Nuit Anonyme au Club : Sexe Brut dans l’Ombre du Libertinage

Accrochée au bar, nue sous ma robe légère, peau encore chaude de la douche. Sperme séché sur mes seins, goût salé en bouche. Orianne me tend une coupe, son sourire complice. La salle se vide, juste un couple au fond, elle chevauche en cadence, gémissements étouffés. Philippe s’assoit à côté, yeux verts qui me dévorent. Son accent indéfinissable m’enflamme. Personne ne sait mon vrai nom. Je suis Anonyme. Pas de passé, pas de futur. Juste cet instant, ce regard qui promet la baise.
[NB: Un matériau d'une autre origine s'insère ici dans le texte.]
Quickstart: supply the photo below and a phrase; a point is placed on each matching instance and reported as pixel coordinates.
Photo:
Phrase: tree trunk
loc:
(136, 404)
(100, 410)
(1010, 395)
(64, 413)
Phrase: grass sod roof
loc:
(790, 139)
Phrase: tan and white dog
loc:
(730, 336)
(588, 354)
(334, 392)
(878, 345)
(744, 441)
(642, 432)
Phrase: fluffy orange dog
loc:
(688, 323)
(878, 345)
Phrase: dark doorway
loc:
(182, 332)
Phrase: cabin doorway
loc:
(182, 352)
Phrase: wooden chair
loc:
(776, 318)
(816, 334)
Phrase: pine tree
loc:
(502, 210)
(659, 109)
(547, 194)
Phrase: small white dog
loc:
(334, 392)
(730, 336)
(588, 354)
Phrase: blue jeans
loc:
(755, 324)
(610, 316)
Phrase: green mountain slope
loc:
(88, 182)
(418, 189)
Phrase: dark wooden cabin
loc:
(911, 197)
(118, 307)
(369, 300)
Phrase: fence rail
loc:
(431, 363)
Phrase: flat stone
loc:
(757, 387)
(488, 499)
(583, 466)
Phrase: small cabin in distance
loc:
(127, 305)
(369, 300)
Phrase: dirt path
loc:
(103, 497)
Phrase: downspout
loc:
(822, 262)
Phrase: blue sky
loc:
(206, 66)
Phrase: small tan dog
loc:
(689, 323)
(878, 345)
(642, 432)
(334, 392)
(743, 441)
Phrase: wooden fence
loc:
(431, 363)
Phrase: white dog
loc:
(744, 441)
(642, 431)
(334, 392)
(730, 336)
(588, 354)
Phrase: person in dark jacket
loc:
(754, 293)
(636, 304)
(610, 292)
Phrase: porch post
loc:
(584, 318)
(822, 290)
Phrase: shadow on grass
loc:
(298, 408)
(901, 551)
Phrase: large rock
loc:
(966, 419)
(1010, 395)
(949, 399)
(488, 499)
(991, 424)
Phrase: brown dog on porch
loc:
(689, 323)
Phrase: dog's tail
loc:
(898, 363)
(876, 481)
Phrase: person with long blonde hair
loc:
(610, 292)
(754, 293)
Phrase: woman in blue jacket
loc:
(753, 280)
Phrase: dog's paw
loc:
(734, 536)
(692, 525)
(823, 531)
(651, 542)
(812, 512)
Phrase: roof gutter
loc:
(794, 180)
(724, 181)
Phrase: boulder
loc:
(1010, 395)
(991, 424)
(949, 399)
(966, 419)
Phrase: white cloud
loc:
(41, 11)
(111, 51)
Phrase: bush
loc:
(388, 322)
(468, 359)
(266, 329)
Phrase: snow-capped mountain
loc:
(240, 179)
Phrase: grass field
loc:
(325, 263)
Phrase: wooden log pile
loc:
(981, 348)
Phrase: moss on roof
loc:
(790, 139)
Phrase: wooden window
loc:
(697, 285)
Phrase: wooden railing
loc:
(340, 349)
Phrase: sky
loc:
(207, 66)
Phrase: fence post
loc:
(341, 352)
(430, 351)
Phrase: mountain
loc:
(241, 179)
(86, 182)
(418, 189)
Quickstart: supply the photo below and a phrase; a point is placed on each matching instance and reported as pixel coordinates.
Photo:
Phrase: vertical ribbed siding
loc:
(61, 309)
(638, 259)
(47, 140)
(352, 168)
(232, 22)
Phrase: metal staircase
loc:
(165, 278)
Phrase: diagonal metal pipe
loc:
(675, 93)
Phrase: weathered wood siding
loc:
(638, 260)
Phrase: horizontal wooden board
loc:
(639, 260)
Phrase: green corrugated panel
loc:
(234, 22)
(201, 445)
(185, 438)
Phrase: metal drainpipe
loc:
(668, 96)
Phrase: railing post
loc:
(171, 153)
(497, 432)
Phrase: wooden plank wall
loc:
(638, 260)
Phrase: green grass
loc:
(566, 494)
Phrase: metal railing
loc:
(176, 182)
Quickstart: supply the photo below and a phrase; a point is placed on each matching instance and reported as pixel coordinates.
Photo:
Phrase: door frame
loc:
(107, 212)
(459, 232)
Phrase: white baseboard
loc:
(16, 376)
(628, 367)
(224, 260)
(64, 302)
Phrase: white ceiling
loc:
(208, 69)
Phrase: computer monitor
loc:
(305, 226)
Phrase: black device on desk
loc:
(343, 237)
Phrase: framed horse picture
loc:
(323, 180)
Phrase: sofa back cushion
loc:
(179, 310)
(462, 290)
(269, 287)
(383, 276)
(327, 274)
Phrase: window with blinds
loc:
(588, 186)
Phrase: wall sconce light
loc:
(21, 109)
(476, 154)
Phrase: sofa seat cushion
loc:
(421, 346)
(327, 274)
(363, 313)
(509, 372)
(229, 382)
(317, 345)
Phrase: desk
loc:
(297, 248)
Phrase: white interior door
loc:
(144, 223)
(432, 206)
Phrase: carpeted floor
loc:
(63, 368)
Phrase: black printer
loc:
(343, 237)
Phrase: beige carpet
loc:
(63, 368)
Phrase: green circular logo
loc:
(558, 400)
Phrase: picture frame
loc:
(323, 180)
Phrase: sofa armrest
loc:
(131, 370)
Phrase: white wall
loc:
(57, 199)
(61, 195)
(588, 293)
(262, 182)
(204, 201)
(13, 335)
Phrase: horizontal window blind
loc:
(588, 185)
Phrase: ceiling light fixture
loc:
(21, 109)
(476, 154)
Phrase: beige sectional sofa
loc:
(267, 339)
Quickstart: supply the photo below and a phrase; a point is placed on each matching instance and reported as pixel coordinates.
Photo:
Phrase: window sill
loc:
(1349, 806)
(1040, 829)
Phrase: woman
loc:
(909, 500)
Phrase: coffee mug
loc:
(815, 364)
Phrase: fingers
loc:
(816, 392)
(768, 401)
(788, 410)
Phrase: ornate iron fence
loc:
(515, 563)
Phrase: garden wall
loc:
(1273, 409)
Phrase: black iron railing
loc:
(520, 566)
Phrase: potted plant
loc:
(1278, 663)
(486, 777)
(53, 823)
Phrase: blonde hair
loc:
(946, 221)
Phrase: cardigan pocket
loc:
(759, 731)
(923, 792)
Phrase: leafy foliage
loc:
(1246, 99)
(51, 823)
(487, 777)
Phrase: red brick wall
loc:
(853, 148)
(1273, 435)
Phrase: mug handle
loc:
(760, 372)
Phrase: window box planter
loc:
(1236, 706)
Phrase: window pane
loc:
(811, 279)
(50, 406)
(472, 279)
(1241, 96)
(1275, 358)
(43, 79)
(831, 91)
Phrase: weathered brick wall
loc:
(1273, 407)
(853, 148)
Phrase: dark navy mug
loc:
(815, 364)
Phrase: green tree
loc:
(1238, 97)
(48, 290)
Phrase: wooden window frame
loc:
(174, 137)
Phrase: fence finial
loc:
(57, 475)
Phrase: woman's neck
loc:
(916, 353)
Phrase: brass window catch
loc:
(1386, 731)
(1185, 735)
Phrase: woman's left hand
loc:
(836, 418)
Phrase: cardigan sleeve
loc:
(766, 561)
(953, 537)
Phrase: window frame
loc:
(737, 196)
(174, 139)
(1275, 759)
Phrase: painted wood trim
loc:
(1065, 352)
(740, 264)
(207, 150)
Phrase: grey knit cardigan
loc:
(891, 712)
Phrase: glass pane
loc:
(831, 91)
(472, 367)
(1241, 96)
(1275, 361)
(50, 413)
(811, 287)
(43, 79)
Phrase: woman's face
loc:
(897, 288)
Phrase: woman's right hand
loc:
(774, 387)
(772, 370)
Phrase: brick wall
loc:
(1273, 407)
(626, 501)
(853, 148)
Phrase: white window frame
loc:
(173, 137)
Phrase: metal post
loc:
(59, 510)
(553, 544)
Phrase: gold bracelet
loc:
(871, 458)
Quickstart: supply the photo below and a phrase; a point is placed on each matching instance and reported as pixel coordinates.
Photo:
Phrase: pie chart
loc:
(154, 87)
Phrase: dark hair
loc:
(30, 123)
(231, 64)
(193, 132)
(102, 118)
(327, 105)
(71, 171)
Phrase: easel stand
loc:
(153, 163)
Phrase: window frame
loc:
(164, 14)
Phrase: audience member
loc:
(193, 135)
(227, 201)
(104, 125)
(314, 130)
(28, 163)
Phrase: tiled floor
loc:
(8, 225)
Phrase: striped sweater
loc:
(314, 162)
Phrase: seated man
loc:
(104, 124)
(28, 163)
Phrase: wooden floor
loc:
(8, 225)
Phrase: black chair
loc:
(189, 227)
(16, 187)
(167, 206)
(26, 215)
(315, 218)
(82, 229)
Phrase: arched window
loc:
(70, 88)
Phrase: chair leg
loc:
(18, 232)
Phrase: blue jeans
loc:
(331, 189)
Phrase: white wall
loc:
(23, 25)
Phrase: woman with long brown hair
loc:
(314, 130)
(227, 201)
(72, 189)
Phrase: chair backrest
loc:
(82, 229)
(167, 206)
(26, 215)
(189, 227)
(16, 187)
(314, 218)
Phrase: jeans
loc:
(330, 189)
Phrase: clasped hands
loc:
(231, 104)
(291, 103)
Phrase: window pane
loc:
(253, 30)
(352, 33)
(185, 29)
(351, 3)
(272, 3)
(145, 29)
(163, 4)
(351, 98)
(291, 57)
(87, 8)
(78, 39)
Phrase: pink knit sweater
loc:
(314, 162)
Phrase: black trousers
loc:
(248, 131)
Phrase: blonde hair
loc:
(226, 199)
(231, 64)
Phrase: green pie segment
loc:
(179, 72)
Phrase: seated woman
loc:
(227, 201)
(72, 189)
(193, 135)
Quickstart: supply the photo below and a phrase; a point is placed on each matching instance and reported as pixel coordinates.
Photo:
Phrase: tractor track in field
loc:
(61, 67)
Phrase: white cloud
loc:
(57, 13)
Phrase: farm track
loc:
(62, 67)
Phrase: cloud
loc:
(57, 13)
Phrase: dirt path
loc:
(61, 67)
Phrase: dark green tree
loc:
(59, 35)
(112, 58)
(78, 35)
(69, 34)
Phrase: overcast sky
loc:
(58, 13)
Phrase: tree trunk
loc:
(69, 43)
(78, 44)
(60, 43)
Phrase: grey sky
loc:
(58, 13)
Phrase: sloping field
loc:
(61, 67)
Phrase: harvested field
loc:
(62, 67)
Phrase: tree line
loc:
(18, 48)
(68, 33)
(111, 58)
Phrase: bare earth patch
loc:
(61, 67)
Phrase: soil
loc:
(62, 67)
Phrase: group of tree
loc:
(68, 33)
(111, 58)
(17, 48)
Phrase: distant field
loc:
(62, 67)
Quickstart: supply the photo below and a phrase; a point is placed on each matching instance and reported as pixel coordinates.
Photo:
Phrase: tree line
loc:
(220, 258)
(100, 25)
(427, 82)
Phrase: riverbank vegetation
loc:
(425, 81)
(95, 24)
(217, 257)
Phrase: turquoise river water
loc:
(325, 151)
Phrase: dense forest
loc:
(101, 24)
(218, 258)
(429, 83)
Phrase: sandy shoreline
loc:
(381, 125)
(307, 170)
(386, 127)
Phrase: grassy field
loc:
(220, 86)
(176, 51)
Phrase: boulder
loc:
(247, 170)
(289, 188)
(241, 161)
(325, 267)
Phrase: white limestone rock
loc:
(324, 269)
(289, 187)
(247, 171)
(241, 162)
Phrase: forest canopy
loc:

Sa main frôle mon mollet, remonte lent, genou. Je serre les cuisses, feins la pudeur. Intérieur en feu. Albert, le jeune Camerounais, sipe son jus de fruits. Vingt-deux ans, queue interminable, inexpérimenté. Orianne l’attire vers les sofas. Je saisis Philippe, on suit. Assise en face, jambes closes. Il insiste, doigts chauds sur ma peau. Je décide : ombre totale. Pas de mots superflus. Juste corps qui s’emmêlent.

L’Approche dans l’Ombre du Bar

Sofas tamisés, Orianne écarte sa robe, minou rose offert à Albert. Il touche maladroit, doigts tremblants. Elle guide, rit. Philippe glisse sa main entre mes cuisses. Doigts épais fouillent ma chatte trempée. Langue sur clito, je geins, souffle court. Pieds sur épaules, bassin cambré. Sa langue pointe mon cul, œillet brun qui palpite. Vague monte, je tremble. Anonyme, perdue dans la sensation. Sa queue courte mais large bande dur contre ma cuisse.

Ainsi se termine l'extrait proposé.